The selection committee on CBI chief comprising Prime Minister Narendra Modi, chief justice of India and leader of largest opposition party in Lok Sabha Mallikarjun Kharge met on Wednesday evening to discuss the case of reinstated director Alok Verma. The panel is reported to have decided to hold a second meeting on the matter on Thursday.
Senior Supreme Court judge, Justice AK Sikri was part of the selection committee in place of Chief Justice Ranjan Gogoi. CJI Gogoi stayed away from the meeting as he authored the judgement by which Verma was on Tuesday reinstated as CBI Director and his powers were restored albeit with a rider that he would “cease and desist” from taking any “major policy” decisions and only attend routine functions.
Earlier in the day, Verma resumed office, 77 days after he was sent on forced leave by the central government through a much-criticised late-night order on October 23, 2018, which was set aside by the Supreme Court. Soon after he resumed duties, Verma revoked most of the transfers effected by then director (in-charge) M Nageshwar Rao.
The October order sent Verma and his deputy Special Director Rakesh Asthana, booked by the agency on corruption charges, into exile in a first-of-its-kind move by the government in the agency's history.
In sending Verma on leave, the government overlooked the immunity given to the CBI director by the Supreme Court ensuring a two-year minimum tenure to protect the incumbent from any political interference.
The government tried to justify its decision, saying it became necessary amid an unprecedented feud between the two senior-most officials of the agency who had levelled charges of corruption on each other, an argument rejected by the apex court on Tuesday.
The government had given charge to then Joint Director M Nageswara Rao who was later promoted as additional director in the agency. The next morning, Rao had effected a large number of transfers, including of officials probing a corruption case against Asthana like DSP AK Bassi, DIG MK Sinha and Joint Director AK Sharma.
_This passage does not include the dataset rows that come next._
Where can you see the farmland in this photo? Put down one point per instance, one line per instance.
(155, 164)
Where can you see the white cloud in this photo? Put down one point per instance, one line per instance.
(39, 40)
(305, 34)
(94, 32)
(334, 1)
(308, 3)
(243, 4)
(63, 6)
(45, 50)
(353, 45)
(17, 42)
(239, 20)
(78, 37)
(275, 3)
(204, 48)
Verma had challenged the move in the Supreme Court which clipped the powers of Rao as director in-charge and barred him from taking any major policy decision till a final order comes from it.
In its order Tuesday, the Supreme Court set aside Verma's forced leave but restrained him from taking any major policy decision till the CVC probe into corruption charges against him is over. In the absence of any clear definition of "major policy" decisions, the grey area exists as to what extent Verma's powers will be limited. The apex court said any further decision against Verma, who retires on January 31, would be taken by the high-powered committee which selects and appoints the CBI director.
The SC has given the selection committee one week to meet and discuss whether Verma needs to be removed or not. “The transfer of the director without the consent of the selection committee negates the legislative intent that is to ensure independence of CBI,” the court said. “Within a week, the selection committee, led by the PM, will meet and look into the aspect of whether Verma needs to be removed or not,” it said.
The Supreme Court in Vineet Narayan judgment had fixed a minimum tenure of two years for the CBI director to give him immunity from any political interference. Later, through Lokpal Act, the process of selecting the CBI director was handed over to a selection committee.
The selection committee comprises prime minister Narendra Modi, the leader of opposition Mallikarjun Kharge and the Chief Justice of India.
Kharge had earlier asked the government to defer the meeting since he had been busy with the Lok Sabha proceedings and hadn’t studied the Supreme Court order on Verma. In his letter, he had asked for the meeting to be held on January 11, giving him enough time to study the judgment. He said that he would be able to put forth his party’s point of view only after studying the judgment.
While opposition claimed victory over the SC verdict in Verma’s case, with Congress president Rahul Gandhi saying “some justice has been done”, government defended itself. Finance minister Arun Jaitley said the removal of the two officials was necessary “in the larger interest of fair and impartial investigation and credibility of CBI”.